In my work with problem horses I have come across a good number of "abused" horses. When I ask exactly how they were abused, most owners have no idea and reply, "Well, it seems obvious." They assume the problems they are having are the result of past abuses even though they have no evidence of the abuse.

I have seen horses who the owners insist have never been abused because they have owned them all their lives who act like those who are assumed to be abused or hate men. In all honesty, which implies I'm not normally honest, I have seen horses who were actually abused. For the most part, their actions really mimic problem horses who have not been abused.

I have come to the conclusion that I can throw abuse out of the equation and act like it never happened. Does that mean that it didn't happen? No. But I have found out that abuse is essentially "training" - "I will do this and you will do this." If you can train a horse to do something, you can untrain it to do something.

Horses are the most compliant creatures on earth. They live in the now. Change the now and you can change the action.

Eliminate the abuse and nervousness around men thoughts. "Won't allow your feet to be handled?" We don't care why unless it is a present physical problem. We begin by telling the horse that we are the leader and since we are the leader you are the follower. I fully cover how to do that in my DVD Mentally Connecting With The Adult Horse.

Once we connect with the horse and have established a leader / follower relationship we then ask for the hoof. If he does not give it, we reinforce the connection. The goal is not to lift the foot, the goal is to get the horse following the leader's direction. Once we have the horse doing we have essentially put an end to handling and behavioral problems.

When I lounge him he walks fine, and with low energy he trots fine, but with high energy he strikes out, not necessarily at me, but straight ahead. I am not comfortable with him and am wondering if I should pack it in, I saw your tapes on ebay and would like your advice.

Is there any possibility he can get you with his strikes? I pay little attention to these displays AS LONG AS I AM NOT IN RANGE. He can roll on his back and slap his hands and feet on the ground, spit daggers or fire for all I care, it doesn't mean anything to me.
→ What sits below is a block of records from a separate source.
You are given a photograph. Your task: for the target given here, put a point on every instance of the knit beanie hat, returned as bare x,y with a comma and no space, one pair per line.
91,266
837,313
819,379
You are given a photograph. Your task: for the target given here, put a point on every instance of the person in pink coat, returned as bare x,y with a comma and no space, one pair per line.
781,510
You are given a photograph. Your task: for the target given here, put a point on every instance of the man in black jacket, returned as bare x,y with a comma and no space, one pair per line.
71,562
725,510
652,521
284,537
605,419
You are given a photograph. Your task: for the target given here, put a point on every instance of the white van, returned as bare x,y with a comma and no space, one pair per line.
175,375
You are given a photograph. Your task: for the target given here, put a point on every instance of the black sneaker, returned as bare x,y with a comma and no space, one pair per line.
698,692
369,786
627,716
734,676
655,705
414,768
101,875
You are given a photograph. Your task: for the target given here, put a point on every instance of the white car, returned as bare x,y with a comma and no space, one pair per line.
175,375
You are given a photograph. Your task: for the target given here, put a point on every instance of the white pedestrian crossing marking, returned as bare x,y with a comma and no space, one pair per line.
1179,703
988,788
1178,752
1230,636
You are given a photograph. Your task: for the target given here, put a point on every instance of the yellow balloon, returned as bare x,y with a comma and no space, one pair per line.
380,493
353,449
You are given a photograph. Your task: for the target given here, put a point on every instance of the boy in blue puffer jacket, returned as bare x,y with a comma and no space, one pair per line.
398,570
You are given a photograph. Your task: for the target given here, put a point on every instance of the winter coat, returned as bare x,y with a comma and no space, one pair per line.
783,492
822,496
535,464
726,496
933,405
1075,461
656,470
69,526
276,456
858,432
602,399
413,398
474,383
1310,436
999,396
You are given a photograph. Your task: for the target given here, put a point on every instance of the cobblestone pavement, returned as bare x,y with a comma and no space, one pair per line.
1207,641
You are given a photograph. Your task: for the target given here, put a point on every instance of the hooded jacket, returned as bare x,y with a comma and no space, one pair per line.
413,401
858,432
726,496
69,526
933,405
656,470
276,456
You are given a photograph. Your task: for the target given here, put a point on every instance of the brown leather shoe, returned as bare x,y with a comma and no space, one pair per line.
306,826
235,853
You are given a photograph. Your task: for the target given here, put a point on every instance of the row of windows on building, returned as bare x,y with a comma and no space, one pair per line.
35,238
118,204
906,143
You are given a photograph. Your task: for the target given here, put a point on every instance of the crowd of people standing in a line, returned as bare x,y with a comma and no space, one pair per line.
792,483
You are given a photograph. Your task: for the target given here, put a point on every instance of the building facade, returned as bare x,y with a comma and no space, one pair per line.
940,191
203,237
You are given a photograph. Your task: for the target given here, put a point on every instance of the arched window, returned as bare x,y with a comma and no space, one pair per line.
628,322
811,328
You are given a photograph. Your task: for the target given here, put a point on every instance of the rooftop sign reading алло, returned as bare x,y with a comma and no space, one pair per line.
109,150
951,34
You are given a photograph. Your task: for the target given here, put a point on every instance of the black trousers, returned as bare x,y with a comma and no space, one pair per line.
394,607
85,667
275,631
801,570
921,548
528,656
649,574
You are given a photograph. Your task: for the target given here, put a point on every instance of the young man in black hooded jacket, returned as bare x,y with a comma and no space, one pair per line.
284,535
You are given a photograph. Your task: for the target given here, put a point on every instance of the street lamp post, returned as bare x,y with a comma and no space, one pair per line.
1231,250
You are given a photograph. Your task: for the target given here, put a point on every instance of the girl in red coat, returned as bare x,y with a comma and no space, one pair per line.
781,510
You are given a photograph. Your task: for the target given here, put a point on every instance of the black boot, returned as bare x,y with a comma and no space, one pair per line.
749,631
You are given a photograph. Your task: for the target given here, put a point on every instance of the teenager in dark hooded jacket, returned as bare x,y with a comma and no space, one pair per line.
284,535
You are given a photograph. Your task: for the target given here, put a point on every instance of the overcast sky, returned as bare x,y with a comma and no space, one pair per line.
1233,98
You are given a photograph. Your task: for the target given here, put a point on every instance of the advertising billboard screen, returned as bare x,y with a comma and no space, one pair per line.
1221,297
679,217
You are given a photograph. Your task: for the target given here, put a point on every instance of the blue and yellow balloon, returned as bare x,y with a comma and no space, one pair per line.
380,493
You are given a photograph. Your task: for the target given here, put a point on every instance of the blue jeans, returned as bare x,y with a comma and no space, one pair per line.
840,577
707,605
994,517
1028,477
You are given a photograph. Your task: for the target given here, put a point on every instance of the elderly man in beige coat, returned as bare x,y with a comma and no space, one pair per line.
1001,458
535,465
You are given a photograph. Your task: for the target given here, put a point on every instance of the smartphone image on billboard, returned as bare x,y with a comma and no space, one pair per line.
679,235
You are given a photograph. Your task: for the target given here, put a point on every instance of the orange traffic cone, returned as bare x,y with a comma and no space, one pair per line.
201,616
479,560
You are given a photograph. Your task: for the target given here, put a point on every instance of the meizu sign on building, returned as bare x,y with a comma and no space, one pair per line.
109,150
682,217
I ignore them and continue with what I'm doing. This defuses those actions because they accomplish nothing.

I too have arrived at an age where my body can longer take the gaff it did not too long ago. I now do everything I can to lessen the chances of any further damage. One of those things is to keep my horse as low to the ground as I can and still have it pack me around. I understand your concern and am sorry to say that only you can make that decision.

I tell people to combat their fears by taking little steps past them. But sometimes, if the fear is too large the journey may seem too long to get around it.

The behaviors you report are not that big a deal. They can be overcome.